Ethical fashion is tough to get your head around – faced with conflicting information and often unachievable price points, it’s a little bit of a minefield. However with the right attitude (i.e. smaller, longer lasting wardrobes filled with classic items), and a little pointing in the right direction (this post), it’s possible to start making a difference with your purchases right away.
People Tree – High neck jumper
People Tree has long been one of the better known faces of sustainable fashion. It’s one of the first that I knew of and argues against fast fashion as a concept. It is both ethical and sustainable, so really ticks all the boxes if you’re looking to shop more consciously. It’s not cheap, but if you’re buying one well made jumper instead of 4, the cost per wear (and durability) is significantly better!

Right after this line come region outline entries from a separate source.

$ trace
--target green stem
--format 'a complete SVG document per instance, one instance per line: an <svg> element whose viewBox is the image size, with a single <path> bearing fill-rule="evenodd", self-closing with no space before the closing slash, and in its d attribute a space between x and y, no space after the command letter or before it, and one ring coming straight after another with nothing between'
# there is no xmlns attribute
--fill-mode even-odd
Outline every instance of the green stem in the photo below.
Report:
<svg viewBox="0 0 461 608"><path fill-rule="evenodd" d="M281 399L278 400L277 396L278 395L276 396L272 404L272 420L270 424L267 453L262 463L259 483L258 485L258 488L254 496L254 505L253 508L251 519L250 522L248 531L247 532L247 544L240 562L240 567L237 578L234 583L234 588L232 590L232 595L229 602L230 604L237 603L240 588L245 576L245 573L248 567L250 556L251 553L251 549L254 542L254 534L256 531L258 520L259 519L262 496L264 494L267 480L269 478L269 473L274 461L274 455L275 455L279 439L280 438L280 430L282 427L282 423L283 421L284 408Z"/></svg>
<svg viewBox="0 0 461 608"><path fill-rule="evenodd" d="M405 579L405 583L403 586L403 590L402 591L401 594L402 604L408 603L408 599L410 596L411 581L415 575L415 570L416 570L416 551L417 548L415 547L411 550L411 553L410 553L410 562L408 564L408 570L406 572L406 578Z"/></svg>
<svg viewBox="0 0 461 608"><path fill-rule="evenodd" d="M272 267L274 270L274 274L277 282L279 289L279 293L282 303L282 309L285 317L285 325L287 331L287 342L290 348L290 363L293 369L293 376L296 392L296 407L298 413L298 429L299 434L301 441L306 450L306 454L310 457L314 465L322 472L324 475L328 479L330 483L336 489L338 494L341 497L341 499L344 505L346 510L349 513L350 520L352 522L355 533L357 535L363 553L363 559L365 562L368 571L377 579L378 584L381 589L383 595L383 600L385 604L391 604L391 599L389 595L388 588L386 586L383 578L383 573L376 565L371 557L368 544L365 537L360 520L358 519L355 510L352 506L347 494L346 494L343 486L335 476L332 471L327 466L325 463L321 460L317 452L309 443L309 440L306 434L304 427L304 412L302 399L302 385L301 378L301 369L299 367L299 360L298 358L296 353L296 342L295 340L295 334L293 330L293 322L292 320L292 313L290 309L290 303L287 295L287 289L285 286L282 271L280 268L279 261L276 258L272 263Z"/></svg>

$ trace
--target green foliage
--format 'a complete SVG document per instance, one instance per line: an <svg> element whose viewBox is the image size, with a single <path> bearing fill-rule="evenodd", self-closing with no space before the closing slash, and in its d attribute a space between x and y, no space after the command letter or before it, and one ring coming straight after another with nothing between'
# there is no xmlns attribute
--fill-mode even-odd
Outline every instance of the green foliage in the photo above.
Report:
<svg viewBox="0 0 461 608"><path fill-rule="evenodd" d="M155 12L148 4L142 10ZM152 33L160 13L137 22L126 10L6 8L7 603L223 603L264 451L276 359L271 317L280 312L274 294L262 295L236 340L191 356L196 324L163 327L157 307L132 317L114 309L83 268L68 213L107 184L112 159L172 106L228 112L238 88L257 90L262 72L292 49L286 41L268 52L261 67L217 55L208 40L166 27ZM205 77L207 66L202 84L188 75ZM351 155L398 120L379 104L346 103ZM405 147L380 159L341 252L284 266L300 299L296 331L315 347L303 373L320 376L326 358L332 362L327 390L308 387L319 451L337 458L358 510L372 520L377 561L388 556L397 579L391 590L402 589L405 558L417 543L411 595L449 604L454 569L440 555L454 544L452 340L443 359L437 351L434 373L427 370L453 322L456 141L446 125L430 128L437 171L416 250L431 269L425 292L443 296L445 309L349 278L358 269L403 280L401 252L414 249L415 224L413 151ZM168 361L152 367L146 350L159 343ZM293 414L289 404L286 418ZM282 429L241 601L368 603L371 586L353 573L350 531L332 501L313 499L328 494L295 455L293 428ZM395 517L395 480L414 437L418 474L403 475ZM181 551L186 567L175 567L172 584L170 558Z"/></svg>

People Tree is recognised by customers and the fashion industry as a pioneer in ethical and environmentally sustainable fashion. For over 27 years, People Tree has partnered with Fair Trade producers, garment workers, artisans and farmers in the developing world to produce ethical and eco fashion collections. Fair Trade is about creating a new way of doing business; creating access to markets and opportunities for people who live in the developing world.
Girlfriend – Indigo high-rise set
The Girlfriend Collective has to be my favourite sustainable activewear shop. The leggings are to die for, made from ridiculously soft materials, in beautiful colours. The models are of a range of sizes and shapes, and the brand prioritises ethical and sustainable production. These are the PERFECT WORKOUT CLOTHES. Full stop. The leggings are made from 25 recycled bottles – read more about their sustainability work here.
Girlfriend – bodysuit
H&M – hooded jumper
I’m not entirely sure how sustainable this could be, but H&M has recently launched their ‘Conscious’ range. However, I do always think supporting any effort at being more conscious is a good thing! Here’s what they say about the range:
The collection comprises of high-end environmentally friendly pieces, aiming to move H&M’s fashion and sustainability development towards a more sustainable fashion future. We are committed to showing that sustainable fashion has a place on the red carpet as well as making it part of our daily offer in our stores. One of our goals is for all cotton in our range to come from sustainable sources by 2020.
ASOS X Made in Kenya
I’m always sceptical of big fashion labels/corporations jumping on the sustainability bandwagon, but this collection is so beautiful it had to make it in. Here’s what Asos says:
The ASOS Made in Kenya line (originally named ASOS Africa) was borne in 2009 in partnership with SOKO, a clothing manufacturing unit founded by Joanna Maiden. Since its inception, a commitment to ethical production, sustainability, and community empowerment have been crucial parts of the brand’s ethos.
We’re continuing to work closely with SOKO Kenya in Rukinga, Kenya, who not only make our collection but also run a stitching academy to upskill people, as well as provide training and access to healthcare for the local community. As they grow, more jobs and training opportunities are created in this remote area – and SOKO Kenya has grown from four to over 50 employees in the last eight years.
Veja – V-10 trainer
I have discovered Veja relatively recently thanks to a recommendation from a friend when I asked about vegan trainers. This French company has made a pledge to create the most sustainable trainers in the world, which I love! Some of their trainers are vegan, but others are made from even more sustainable (but arguably less ethical) materials:
But make no mistake about it; every component of Veja footwear has a story. The cotton comes from an organic farm in Brazil, where workers don’t have to worry about harmful pesticides poisoning their villages. The rubber is tapped by people in the Amazon using traditional techniques. The brand tries to use the most sustainable uppers possible, including the skin of the tilapia fish and a leather-like material made from curdled milk. Even the way the shoes are boxed, warehoused, and shipped is unconventional: Veja partners with Atelier Sans Frontières, an organization that helps people who have been incarcerated or are otherwise struggling to find work, to employ workers to prepare orders.
Nobody’s Child – jumper dress
Nobody’s Child is one of my favourite ethical ‘fast fashion’ chains. As stated on Amplify:
New company Nobody’s Child are tackling a difficult task: fast-fashion that isn’t unsustainable or unethical. Their quick turnaround when it comes to trends means that their Latest In and Sale sections move fast.
The prices are low and they pride themselves in creating Great looking, great quality clothing, which is fast, but not throwaway.
Although they may seem like a relatively new company, it’s taken 10 years for them to build their own supply chains and production sources. They weave and dye their own fabrics, design prints and make the clothes in their own factories. In owning the entire production process, not only can they make claims on sustainability but also be held to account. Their knitting plant, dye house, print facility and distribution centre are all based in the UK and they own factories in the UK, Europe and Asia.
Nobody’s Child – leopard print bodysuit
Palladium X Christopher Raeburn – Neoprene black boots
I am totally obsessed with this collaboration and LOVE that all the pieces are unisex and made from recycled rubber. I have 3 pairs and I am not ashamed because I wear them all the time.